Eppure, queste rimangono lo stesso considerazioni per i pochi adepti al suo culto. Fuori dallo spogliatoio del Real, c’è ancora chi continua a vederlo come uno che sta scaldando la linea di porta per qualcun altro. Ogni errore diventa una conferma di questa teoria: nell’aprile 2018 regala alla Juventus il momentaneo 3-0 al Bernabéu, portando il Real a un passo dall’eliminazione in Champions. Anche se poi i Blancos riusciranno a qualificarsi, resta l’idea che ce l’abbiano fatta “nonostante Navas”, ed è un’idea pesante come un macigno. Per dire, pesa molto di più del pazzesco colpo di reni con cui, due anni prima, il portiere del Costa Rica aveva spento le speranze di Luiz Gustavo e di tutto il Wolfsburg, che dopo aver travolto il Real all’andata stava subendo un’incredibile rimonta. Senza quella parata, probabilmente non staremmo parlando del Real delle tre Champions.

Quando Zidane lascia, Pérez – uno che ha sempre dimostrato di preferire i giocatori “di nome” rispetto a quelli “di utilità” – decide di mettere sul banco 35 milioni e accaparrarsi Courtois. I due portieri ora sono rivali, ma di certo non partono alla pari. Anzi, la differenza è subito: non quella tecnica o caratteriale, ma quella “politica”. A dispetto delle difficoltà di ambientamento e delle prestazioni altalenanti, il ruolo del belga non è mai stato messo in discussione, e il costaricano si è dovuto accontentare di giocare per lo più in Copa del Rey. Con quello che era stato pagato, era impensabile di lasciare Courtois in panchina, e anche il ritorno di Zidane non è servito a cambiare le cose; anzi Navas, a fine anno, è stato caldamente invitato ad andare verso l’uscita.

Dopo cinque anni al Real Madrid, Keylor Navas si è trasferito al Psg a titolo definitivo: nel club parigino ha giocato 31 partite e ha subito 24 gol (Gabriel Bouys/AFP via Getty Images)

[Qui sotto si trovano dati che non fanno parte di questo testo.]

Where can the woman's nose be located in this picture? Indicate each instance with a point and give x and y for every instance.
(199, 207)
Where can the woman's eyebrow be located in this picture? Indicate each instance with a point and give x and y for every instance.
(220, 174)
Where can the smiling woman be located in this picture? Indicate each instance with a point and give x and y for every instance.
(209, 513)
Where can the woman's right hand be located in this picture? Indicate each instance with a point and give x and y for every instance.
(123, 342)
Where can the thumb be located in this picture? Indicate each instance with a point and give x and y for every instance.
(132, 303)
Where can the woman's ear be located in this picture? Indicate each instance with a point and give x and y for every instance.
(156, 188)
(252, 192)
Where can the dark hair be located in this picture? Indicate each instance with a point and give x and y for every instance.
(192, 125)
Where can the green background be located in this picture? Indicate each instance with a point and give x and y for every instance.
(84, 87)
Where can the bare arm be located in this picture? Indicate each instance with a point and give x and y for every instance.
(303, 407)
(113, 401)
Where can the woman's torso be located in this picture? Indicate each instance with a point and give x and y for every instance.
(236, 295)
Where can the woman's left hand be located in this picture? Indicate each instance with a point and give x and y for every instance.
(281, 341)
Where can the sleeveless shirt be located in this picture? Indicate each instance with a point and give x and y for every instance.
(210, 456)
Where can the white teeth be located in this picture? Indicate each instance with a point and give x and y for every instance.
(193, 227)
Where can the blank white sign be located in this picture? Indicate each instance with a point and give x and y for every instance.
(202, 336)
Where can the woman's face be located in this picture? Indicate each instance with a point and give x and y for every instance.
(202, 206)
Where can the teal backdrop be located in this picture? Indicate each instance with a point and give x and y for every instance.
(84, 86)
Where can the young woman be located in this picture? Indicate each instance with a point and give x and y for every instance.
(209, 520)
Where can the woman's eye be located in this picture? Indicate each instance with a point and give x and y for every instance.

Non ci sono trofei e statistiche che tengano: è una decisione che ha a che fare con qualcosa di molto più intangibile ed emotivo. Non lo scopriamo certo oggi, il peso dei simboli: un calciatore non vale solo per quello che sa fare, ma anche per ciò che rappresenta. Ecco, Keylor Navas ha il problema di non rappresentare altro che sé stesso. Da vero antidivo, è sempre stato uno dei leader silenziosi del Real del primo triennio di Zidane: in una squadra che ha sempre fatto percepire una straordinaria forza di volontà, la sicurezza di poter vincere contro qualsiasi avversario e ribaltare qualunque risultato, lui è sempre stato uno dei giocatori mentalmente più solidi. È emerso in un contesto sociale e sportivo difficile, per poi affermarsi nella più grande squadra al mondo, resistendo a critiche continue e spesso immotivate. Una forza d’animo che Courtois, al netto di un talento fuori dal comune, non ha ancora dimostrato di avere.

«Se l’eccellenza è ciò che fai il 99% del tempo, allora Keylor Navas è l’eccellenza personificata», ha scritto Robbie Dunne per Espn. Ora gioca al Paris Saint-Germain, una squadra che ammassa talento come poche altre al mondo e che finora ha sempre dimostrato di difettare proprio nel carattere. Nella prima parte di questa strana annata, il destino lo ha fatto tornare al Bernabéu da avversario: è stato il migliore in campo nella grande rimonta dei francesi, da 0-2 a 2-2, parando tutto ciò che poteva, compreso un missile di Carvajal nei minuti finali. La sua storia è uno dei motivi per cui vorremmo veder finire questa stagione: per sapere chi ha ragione, se Keylor Navas o tutti gli altri.